A Novel Dirichlet-Neumann Random-Walk Algorithm for the Solution of Time-Harmonic Helmholtz Equation at Multiple Wavelength Length Scales: 1D and 2D Verification

Abstract

The electrical properties of IC interconnects at multi-GHz frequencies must be described with Maxwell’s equations. We have created an entirely new floating random-walk (RW) algorithm to solve the timeharmonic Maxwell-Helmholtz equations. Traditional RW algorithms for Maxwell-Helmholtz equations are constrained to length scales that are less than a quarterwavelength. This is because of the problem of resonance in finite-domain Green’s function for Helmholtz equation at multiple quarter-wavelength length scales.
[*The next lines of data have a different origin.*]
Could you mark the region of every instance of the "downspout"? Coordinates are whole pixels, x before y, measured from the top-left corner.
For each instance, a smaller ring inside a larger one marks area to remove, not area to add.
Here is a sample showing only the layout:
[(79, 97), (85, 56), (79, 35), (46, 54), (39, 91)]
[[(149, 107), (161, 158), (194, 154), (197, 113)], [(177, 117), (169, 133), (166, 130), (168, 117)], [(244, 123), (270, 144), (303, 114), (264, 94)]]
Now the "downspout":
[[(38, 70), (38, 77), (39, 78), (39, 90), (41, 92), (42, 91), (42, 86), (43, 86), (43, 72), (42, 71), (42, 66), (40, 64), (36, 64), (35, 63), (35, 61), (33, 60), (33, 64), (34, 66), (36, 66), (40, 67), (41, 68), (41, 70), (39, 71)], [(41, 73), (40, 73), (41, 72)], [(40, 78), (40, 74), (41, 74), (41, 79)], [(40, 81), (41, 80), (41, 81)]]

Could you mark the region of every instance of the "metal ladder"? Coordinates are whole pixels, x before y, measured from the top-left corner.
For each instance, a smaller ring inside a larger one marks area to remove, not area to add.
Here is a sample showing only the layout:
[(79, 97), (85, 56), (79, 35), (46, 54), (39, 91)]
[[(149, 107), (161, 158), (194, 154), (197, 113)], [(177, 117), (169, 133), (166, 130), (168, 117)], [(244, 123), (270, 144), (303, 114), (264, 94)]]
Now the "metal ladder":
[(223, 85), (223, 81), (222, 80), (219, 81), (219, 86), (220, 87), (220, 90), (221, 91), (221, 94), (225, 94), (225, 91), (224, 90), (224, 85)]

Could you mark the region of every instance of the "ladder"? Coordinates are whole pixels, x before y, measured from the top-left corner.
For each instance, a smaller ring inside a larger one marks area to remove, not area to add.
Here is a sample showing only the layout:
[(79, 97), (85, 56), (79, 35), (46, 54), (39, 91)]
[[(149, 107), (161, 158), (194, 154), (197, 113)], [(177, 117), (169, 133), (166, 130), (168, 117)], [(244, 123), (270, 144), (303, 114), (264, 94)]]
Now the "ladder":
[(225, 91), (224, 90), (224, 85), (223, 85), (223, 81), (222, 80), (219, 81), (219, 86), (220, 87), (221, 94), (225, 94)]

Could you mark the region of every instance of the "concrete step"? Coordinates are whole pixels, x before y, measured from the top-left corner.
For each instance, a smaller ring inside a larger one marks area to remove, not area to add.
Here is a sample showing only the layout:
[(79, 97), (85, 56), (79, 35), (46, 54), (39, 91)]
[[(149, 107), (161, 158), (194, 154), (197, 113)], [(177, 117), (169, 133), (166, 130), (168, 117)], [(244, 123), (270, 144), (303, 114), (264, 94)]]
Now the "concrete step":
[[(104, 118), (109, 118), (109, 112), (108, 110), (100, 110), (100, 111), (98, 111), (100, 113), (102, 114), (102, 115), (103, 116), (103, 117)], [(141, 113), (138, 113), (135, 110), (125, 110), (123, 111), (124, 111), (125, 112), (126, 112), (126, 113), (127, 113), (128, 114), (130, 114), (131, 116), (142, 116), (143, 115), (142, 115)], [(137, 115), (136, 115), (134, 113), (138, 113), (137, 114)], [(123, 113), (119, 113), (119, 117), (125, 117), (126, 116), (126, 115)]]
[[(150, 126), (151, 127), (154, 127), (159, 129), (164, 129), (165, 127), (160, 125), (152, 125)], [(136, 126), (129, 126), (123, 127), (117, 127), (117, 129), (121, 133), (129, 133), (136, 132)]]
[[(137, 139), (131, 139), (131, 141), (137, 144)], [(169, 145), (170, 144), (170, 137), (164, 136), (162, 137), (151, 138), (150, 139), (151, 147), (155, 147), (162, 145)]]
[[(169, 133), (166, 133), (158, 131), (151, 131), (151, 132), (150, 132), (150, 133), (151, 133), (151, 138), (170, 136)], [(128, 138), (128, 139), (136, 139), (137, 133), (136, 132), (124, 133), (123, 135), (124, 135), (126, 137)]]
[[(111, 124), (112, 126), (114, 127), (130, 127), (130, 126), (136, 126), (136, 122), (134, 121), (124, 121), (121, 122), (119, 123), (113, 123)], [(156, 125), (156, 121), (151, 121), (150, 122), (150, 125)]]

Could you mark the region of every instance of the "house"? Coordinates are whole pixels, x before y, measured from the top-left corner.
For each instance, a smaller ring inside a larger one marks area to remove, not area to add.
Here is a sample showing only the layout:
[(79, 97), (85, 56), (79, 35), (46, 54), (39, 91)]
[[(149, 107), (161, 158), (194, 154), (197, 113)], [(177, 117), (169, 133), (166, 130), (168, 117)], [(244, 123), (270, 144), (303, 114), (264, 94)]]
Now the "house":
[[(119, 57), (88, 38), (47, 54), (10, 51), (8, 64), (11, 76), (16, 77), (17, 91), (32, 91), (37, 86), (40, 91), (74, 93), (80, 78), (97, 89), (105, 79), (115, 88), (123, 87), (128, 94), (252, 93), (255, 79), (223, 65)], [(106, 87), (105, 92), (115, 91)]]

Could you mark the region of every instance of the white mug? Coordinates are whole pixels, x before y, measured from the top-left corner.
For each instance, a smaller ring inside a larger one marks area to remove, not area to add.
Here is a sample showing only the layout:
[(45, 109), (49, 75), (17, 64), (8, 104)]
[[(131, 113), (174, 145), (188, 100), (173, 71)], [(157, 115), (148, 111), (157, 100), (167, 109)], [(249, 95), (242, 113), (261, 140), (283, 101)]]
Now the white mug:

In this paper, we report the major discovery of extending our floating RW algorithm beyond a quarter-wavelength. The problem of Green’s function resonance has been eliminated by the use of an infinite-domain Green’s function. In this work, we formulate this algorithm and describe its successful application to homogeneous and heterogeneous 1D problems and homogeneous 2D problems. We believe, that with additional work, this RW algorithm will prove useful in the development of CAD tools for electromagnetic analysis of IC interconnect systems. It can be noted that the algorithm exhibits full parallelism, requiring minimal interprocessor communication. Thus, significant performance enhancement can be expected in any future parallel software or hardware implementation.